The previous bridge on this site was the Long Bridge, which began construction in 1682, supposedly on the site of an ancient ford. It had 21 arches, with a total span length of 840 ft and a width of 20 ft, although its long approach from the east made it almost a mile long. The bridge was rebuilt several times over the years, such as in 1692 when seven arches collapsed when it was rammed by a ship (possibly because it had been weakened in 1689 when the Duke of Schomberg's troops transported their cannons over it). By 1830, traffic volumes were increasing and a wider bridge was required, so the intention to build a new bridge was announced.
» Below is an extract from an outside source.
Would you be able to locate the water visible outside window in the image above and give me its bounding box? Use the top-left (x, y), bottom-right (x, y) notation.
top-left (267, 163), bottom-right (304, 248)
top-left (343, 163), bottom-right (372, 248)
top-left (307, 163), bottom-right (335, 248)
The Long Bridge was not demolished until work on the new bridge began and it is shown on the 1833 Ordnance Survey map.

A piece of granite from the Long Bridge is embedded in the pavement at the junction of Castreagh Street and the Albertbridge Road in East Belfast.

==Construction==
The contract for the construction of the new bridge was given by the Board of Works to Francis Ritchie & Son, with a tendered price of £27,000. The bridge was designed by Thomas Jackson and John Fraser, in their respective roles as county surveyors of Antrim and Down (the river is the county boundary). However, in 1836, Jackson was replaced as Antrim county surveyor by Charles Lanyon who supervised the construction with Fraser. By March 1841, preparations were being made for the foundations of the bridge; however, it had not yet been decided whether the bridge would have a higher central arch, to reduce the overall approach gradient, or if it would have a horizontal deck. By July 1842, one of the arches had been keyed in, with the horizontal deck design having been chosen. The bridge opened in January 1843, within budget but slightly late. In 1849, it was named the Queen's Bridge in honour of Queen Victoria's visit to Belfast, during which she officially opened the structure.

== Structure ==
The bridge is a five-arch stone bridge, with each arch having a width of 50 ft and a rise of 10 ft. The arches are dressed with Newry granite. The bridge deck originally had a width of 30 ft. This was widened in 1885 to 62 ft by the addition of cantilevered segments on either side. 16 ornate gas lamps (now electric) were also added. They carry their maker's name ("Gregg, Sons & Phenix/ Iron Founders/ Belfast") and Belfast Corporation's coat of arms on their pedestals.